Il faudrait également un dispositif « contre les acquéreurs en bloc d’un immeuble qui le dégradent délibérément afin d’en faire partir les locataires », ajoute aussi Brigitte Ferrand, qui bataille avec ses voisins contre un « bailleur brigand » dans le 18e arrondissement. Le maintien du rapport de forces permettrait, selon Ian Brossat, à la tête du groupe communiste et des élus du parti de gauche au Conseil de Paris, « d’appuyer notre demande d’augmenter le compte foncier du budget de la Ville de Paris ». Ce n’est qu’à ce prix que l’on pourra augmenter le nombre de logements sociaux dans l’ensemble des arrondissements et maintenir « une véritable mixité sociale dans la capitale ».
Un atelier anti-spéculation
Un premier atelier législatif du Front de gauche organisé par l’Association nationale des élus communistes et républicains s’est tenu samedi à Lille.
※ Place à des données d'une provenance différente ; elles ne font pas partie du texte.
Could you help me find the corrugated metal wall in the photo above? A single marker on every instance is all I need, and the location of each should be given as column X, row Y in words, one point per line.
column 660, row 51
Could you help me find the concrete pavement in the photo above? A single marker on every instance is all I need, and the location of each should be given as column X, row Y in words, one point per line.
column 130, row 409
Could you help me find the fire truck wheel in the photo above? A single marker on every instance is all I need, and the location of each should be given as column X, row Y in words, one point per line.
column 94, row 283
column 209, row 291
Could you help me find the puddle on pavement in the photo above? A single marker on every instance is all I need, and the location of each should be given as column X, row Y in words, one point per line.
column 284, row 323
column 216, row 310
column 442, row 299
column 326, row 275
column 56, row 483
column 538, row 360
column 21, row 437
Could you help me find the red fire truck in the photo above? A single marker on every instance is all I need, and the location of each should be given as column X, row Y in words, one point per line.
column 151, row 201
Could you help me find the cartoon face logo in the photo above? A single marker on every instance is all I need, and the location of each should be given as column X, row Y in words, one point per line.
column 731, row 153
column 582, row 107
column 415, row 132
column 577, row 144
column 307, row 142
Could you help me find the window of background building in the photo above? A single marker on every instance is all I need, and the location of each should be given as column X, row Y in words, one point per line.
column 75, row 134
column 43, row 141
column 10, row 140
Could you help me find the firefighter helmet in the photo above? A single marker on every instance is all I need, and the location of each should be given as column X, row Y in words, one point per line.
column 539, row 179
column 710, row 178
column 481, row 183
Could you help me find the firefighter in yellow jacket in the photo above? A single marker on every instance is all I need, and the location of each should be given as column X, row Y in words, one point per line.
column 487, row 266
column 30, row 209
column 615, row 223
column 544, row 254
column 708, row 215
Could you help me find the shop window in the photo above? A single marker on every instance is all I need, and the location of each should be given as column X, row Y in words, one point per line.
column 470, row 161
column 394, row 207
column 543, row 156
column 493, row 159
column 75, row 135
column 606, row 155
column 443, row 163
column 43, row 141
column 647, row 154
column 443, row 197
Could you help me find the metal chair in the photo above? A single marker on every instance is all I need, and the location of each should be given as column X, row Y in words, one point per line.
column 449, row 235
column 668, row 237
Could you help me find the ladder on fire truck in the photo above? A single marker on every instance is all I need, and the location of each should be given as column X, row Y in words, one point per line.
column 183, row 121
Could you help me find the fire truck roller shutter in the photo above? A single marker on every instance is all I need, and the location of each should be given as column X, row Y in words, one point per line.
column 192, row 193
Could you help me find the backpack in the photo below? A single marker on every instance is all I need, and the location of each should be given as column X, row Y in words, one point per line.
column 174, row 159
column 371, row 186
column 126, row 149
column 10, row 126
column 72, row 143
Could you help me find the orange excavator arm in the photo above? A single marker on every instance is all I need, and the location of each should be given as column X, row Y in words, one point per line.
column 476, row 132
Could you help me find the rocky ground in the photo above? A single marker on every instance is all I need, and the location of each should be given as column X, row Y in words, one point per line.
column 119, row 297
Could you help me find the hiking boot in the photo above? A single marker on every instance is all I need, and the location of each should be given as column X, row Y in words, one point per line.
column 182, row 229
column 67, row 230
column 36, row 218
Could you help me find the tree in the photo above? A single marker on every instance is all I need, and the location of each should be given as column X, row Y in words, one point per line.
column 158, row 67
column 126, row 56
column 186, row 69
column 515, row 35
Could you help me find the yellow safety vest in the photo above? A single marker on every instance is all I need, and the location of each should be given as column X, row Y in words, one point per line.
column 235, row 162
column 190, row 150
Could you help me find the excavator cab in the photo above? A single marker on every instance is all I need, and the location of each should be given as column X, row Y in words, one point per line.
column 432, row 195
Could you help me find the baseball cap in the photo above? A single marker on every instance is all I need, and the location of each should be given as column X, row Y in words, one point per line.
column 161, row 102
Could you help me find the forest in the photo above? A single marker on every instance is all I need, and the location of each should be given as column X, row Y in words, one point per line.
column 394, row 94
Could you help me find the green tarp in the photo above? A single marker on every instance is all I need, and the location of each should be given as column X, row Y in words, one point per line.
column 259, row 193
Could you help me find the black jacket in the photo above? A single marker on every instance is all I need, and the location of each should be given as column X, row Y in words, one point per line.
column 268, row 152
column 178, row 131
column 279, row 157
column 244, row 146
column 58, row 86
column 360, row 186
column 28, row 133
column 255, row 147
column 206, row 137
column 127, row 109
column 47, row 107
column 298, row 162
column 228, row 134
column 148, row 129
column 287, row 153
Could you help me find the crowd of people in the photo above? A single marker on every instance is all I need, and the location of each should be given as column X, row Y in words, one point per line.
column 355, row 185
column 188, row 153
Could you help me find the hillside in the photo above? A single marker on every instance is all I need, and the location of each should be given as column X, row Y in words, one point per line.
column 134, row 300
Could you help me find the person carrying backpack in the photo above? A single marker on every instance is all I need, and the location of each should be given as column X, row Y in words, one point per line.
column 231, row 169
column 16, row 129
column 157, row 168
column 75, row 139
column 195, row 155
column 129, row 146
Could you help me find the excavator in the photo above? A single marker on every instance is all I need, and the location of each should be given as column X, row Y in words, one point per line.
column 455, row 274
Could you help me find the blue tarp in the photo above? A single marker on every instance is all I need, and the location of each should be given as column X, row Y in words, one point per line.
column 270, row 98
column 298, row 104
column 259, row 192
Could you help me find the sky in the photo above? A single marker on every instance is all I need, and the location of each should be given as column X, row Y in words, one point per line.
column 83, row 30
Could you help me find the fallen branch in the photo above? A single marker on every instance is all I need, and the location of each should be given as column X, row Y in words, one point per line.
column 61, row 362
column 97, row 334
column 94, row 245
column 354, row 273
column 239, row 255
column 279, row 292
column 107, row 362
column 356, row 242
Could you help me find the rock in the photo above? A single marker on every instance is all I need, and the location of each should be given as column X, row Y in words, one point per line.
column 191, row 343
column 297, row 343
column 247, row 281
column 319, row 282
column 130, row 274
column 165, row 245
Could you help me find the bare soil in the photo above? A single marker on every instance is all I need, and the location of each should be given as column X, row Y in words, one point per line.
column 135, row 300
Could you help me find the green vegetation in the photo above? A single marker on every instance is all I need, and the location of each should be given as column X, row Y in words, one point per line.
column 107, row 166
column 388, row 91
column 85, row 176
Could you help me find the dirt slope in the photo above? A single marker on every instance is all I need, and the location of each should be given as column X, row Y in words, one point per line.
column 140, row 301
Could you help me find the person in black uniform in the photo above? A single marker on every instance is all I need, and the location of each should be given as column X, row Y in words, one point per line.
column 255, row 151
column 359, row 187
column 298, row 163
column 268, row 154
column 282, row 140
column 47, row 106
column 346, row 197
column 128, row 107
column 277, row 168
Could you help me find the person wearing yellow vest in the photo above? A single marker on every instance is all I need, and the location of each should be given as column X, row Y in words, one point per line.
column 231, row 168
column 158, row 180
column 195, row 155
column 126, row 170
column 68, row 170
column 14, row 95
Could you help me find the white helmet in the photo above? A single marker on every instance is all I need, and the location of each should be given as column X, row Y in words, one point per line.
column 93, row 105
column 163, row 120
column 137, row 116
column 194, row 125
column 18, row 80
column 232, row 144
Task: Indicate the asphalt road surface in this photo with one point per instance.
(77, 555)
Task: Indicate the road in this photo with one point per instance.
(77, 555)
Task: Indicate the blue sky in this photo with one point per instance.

Une soixantaine d’élus, de représentants d’associations de locataires, de militants du PCF et du PG ont élaboré des propositions pour « une législature pour une vraie politique du logement ». La table ronde sur la lutte contre la spéculation immobilière et foncière a été la plus prolifique avec, notamment, une proposition très détaillée de taxe sur les transactions immobilières dans le privé. La nécessité de mener le combat pour le droit à la ville au niveau européen a aussi été rappelée avec force par Barbara Steenbergen, une représentante allemande de l’Association internationale des locataires (IUT), et de nombreux intervenants issus du monde HLM.